Eine Rezension zu Margarita Iov "Mögliche Pfade" Der Hof, der Hund, die Vera, der Vater und das Ich. Oder: Die Schreibkrise.

(von Jacqueline Thör)

Wir erfahren wenig. Weder der Name noch das Geschlecht des Ich-Erzählers oder der Ich-Erzählerin werden in Margarita Iovs Erzählung Mögliche Pfade preisgegeben: Das Ich bleibt im Verborgenen. Ohnehin werden durch die vielen Leerstellen im Text immer wieder die Fragen nach dem ‚wer‘, dem ‚was‘ und dem ‚warum‘ aufgeworfen. Erzählt wird von einem Ich, das zur Kur auf einem abgelegenen Hof im „Ødland“ (S. 49) ist, begleitet von einer gewissen Vera und ihrem Hund. Doch wer ist Vera eigentlich – die Freundin oder die Betreuerin des Erzählers oder der Erzählerin? Was passierte vor dem Einsatz der Handlung? Warum empfahlen „sie“ (S. 49) ihm oder ihr diesen ländlichen Aufenthalt – wegen eines physischen oder eines psychischen Leidens? Und wer ist mit sie eigentlich gemeint?

Nach und nach kristallisiert sich heraus: Die Aufmerksamkeit von Leser und Leserin wird auf das ‚Ungeschriebene‘ gelenkt. Je weiter die Erzählung voranschreitet, desto seltsamer und enigmatischer scheinen Handlung und Figuren. Den Rezipienten beschleicht eine gewisse Unruhe, welche durch den lakonischen Sprachstil, die gewählten Worte – kein Adjektiv ist hier zu viel – und Schnörkellosigkeit nur noch verstärkt wird.

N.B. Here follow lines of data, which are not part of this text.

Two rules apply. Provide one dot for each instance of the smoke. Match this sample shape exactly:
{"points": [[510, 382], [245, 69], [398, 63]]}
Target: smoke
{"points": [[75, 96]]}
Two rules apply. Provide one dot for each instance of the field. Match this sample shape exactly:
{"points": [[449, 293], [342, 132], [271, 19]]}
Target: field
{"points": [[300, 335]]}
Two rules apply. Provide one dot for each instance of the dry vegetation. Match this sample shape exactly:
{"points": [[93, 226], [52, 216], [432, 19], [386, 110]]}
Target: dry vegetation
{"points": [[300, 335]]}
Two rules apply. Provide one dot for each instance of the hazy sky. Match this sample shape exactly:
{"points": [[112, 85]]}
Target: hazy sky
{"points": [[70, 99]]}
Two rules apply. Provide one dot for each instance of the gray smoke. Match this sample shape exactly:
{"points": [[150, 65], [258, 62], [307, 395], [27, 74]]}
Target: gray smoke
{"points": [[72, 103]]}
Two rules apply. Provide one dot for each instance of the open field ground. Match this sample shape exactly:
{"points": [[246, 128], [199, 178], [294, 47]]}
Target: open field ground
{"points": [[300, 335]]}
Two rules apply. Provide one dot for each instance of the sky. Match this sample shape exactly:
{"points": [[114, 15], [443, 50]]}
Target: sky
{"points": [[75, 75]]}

Allerdings wird nicht nur das ‚Ungeschriebene‘ zum Thema der Erzählung, sondern auch das ‚Geschriebene‘ – die Selektion der Gedanken, die Auslese, die nicht nur nach außen getragen, sondern auch festgehalten wird. „Ich schreibe: An Veras Mantel fehlt ein Knopf – den hat der Hund geholt“ (S. 49). Bereits in der ersten Be-schreibung des Ichs wird die Formulierung „Ich schreibe: […]“ aufgegriffen, eine Formulierung, die in der Erzählung zum Leitmotiv wird. Sie taucht in nahezu jedem Absatz wieder auf. Der/die Ich-ErzählerIn lässt weg, streicht durch, formuliert neu und geht anderen Pfaden nach: „Ich schreibe: Wir laufen gegen den Berg an. Am Gasthof vorbei. Der Wirt sieht uns nach. Oder anders: Wir laufen den Berg hoch, an dem Gasthof vorbei. Im Fenster steht der Wirt. Oder: […] Im Zimmer streiche ich alles durch, ich schreibe alles auf, was ich sehe, aber es ist immer noch mehr da. Und alles, was dasteht, steht für immer da. Was nicht da steht, verschwindet“ (S. 54).

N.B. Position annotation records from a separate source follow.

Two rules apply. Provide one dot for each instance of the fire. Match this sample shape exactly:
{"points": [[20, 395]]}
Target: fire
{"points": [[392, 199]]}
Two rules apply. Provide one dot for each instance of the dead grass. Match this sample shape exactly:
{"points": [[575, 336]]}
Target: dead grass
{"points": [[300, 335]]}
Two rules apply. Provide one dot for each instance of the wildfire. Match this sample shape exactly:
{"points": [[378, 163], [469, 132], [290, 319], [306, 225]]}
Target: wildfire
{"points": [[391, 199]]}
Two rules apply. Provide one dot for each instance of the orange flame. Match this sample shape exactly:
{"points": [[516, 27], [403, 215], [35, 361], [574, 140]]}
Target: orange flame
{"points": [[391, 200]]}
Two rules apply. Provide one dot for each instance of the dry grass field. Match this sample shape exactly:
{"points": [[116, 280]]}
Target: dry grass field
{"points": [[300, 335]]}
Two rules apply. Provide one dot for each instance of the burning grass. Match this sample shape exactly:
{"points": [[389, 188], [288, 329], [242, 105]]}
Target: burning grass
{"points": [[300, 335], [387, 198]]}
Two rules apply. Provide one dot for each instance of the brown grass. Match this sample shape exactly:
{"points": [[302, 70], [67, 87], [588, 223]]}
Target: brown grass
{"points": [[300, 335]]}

Im Wesentlichen beschränkt sich die Handlung darauf, dass der oder die Ich-ErzählerIn und Vera auf Hirte, Frau, Kinder und Wirt treffen, aber keiner der Einheimischen sie grüßen möchte. Das Ich versucht während des Aufenthalts mehrmals seinen/ihren Vater anzurufen. Der geht aber nicht ans Telefon. Und nebenbei verhält sich Veras Hund tatsächlich wie ein Hund: Er knurrt und glotzt. Interessant ist, dass all diese Nebensächlichkeiten durch die Aufmerksamkeit, die ihnen durch das Aufschreiben des Ichs entgegen gebracht werden, auf einmal merkwürdig und mysteriös wirken. Ich schreibe: Diese unfreundlichen Einheimischen haben doch ein Geheimnis! Veras Hund ist von einem Dämon besessen! Der Vater kann gar nicht abheben, weil er tot ist! Ich streiche alles durch.

Mögliche Pfade ist eine exemplarische Geschichte von einem Ich, das, im Angesicht der schriftsprachlichen Macht, resigniert – es scheitert an dem „Versuch, eine Ordnung zu schaffen“ (S. 54). Ich schreibe: Intelligent gedacht, elegant verpackt. Ich streiche durch. Ich schreibe: Wo ist die Wendung am Ende des dritten Akts?

Bibliographische Angaben:
Margarita Iov: Mögliche Pfade. In: 23. open mike. Internationaler Wettbewerb junger deutschsprachiger Prosa und Lyrik. München: Allitera Verlag 2015. S. 49-60.